= Ganga and Jamuna Shrestha =

Nepali conjoined twins

Ganga and Jamuna Shrestha were a pair of Nepali conjoined twins who underwent surgery to be separated in Singapore in 2001 when they were 11 months old.

==Before surgery==
The Shrestha twins were born on May 9, 2000 to Sandhya Shrestha and Bhusan KC in the town of Khalanga in western Nepal. The girls were craniopagus twins, meaning that they were joined at the top of their heads. Ganga and Jamuna were named for India's sacred rivers, the Ganges and the Jamuna, which merge. Prior to being separated, they were referred to legally as Ganga-Jamuna, sharing a single passport.

==Surgery==
The family travelled to Singapore on October 11, 2000, where the medical team, led by pediatric neurosurgeon Dr. Keith Goh, spent six months preparing for the surgery. This preparation included performing magnetic resonance imaging (MRI), angiography, magnetic resonance angiography, and a three-dimensional CT scan on the twins. Advanced computer imaging, which had never before been used in Singapore was completed with the images from these procedures. The imaging was then used to determine whether the twins could be successfully separated, and once it was determined that they could be, it was used to create realistic plastic models of their heads. These models were used to prepare the team for the surgery and as references during the surgery. A dextroscope was also used to model the babies' bodies, allowing the medical team to practice virtual surgery as they prepared. In practicing, Dr. Goh also collaborated via teleconference with Dr. Ben Carson, who performed the first successful separation of craniopagus twins.

The separation surgery began on April 6, 2001. It was anticipated that the surgery would last for 30 hours. However, the girls were finally separated after 88 hours, and in total, Jamuna required 94 hours and Ganga required 102 hours of surgery. The surgery was complicated by the fact that the sisters' brains were fused together and that the girls had to be rotated several times.
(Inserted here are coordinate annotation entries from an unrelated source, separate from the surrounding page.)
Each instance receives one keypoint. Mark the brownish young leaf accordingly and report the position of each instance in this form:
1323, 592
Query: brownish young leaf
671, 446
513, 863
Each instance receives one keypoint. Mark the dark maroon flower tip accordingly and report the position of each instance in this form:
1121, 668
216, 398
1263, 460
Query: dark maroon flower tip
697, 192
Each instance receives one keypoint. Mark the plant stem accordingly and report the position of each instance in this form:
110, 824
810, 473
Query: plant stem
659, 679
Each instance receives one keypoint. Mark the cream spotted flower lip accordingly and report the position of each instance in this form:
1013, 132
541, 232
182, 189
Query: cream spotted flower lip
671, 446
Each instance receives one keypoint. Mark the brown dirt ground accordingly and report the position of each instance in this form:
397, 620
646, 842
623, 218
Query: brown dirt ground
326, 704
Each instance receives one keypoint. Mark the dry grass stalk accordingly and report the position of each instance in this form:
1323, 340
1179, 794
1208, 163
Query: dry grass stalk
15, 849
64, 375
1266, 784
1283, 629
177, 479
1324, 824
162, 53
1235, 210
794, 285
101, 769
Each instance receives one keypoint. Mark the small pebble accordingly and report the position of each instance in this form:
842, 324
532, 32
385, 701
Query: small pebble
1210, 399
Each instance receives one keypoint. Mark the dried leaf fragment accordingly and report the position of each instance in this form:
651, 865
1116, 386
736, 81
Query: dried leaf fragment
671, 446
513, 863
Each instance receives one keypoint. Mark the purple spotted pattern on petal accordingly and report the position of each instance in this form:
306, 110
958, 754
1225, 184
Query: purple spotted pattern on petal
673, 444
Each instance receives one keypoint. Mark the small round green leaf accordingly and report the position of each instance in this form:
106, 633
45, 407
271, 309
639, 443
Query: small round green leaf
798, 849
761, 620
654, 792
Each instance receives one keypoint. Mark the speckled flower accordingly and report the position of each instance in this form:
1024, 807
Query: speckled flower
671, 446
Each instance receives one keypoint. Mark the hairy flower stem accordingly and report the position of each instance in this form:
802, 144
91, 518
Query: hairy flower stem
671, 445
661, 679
The surgery to separate Ganga and Jamuna and further treatments were funded by donations from both Nepali-Singaporeans and non-Nepali Singaporeans, totalling $ to $.

==Aftermath==
Although both survived the surgery, believed to be only the second successful surgery of its kind, they had varying degrees of impairment. According to their mother, Sandhya Shrestha, the girls "seemed like normal children" before their surgery. However, following the operation, Ganga had brain damage due to a brain infection during the surgery and was unable to sit up or speak, sleeping the majority of the time. Jamuna was unable to walk and had limited speech but was expected to develop normally. After their surgery, the twins were also more susceptible to head injuries due to the way their heads were repaired.

Both children required further surgeries and treatments, including the restructuring of Ganga's head to accommodate the size of her brain and the correcting of a bone defect in Jamuna's skull along with cranioplasty to improve the shape of her head. Some of the further treatments were completed in Singapore, but the family was forced to temporarily relocate from their village to Kathmandu in order to provide the girls with medical care, straining them financially.

Ganga subsequently died in July 2008 of pneumonia and meningitis in a hospital in Kathmandu.

==In popular culture==
Upon returning to Nepal after their surgery, the girls were treated as celebrities and their successful surgery was considered a miracle.

In 2016, a book was published in Singapore about their lives. The book, Ganga Jamuna by Sunita Lad Bhamray, is inspired by the girls and their family, but is ultimately a work of fiction. A portion of the profits were used to fund further medical treatments needed for Jamuna.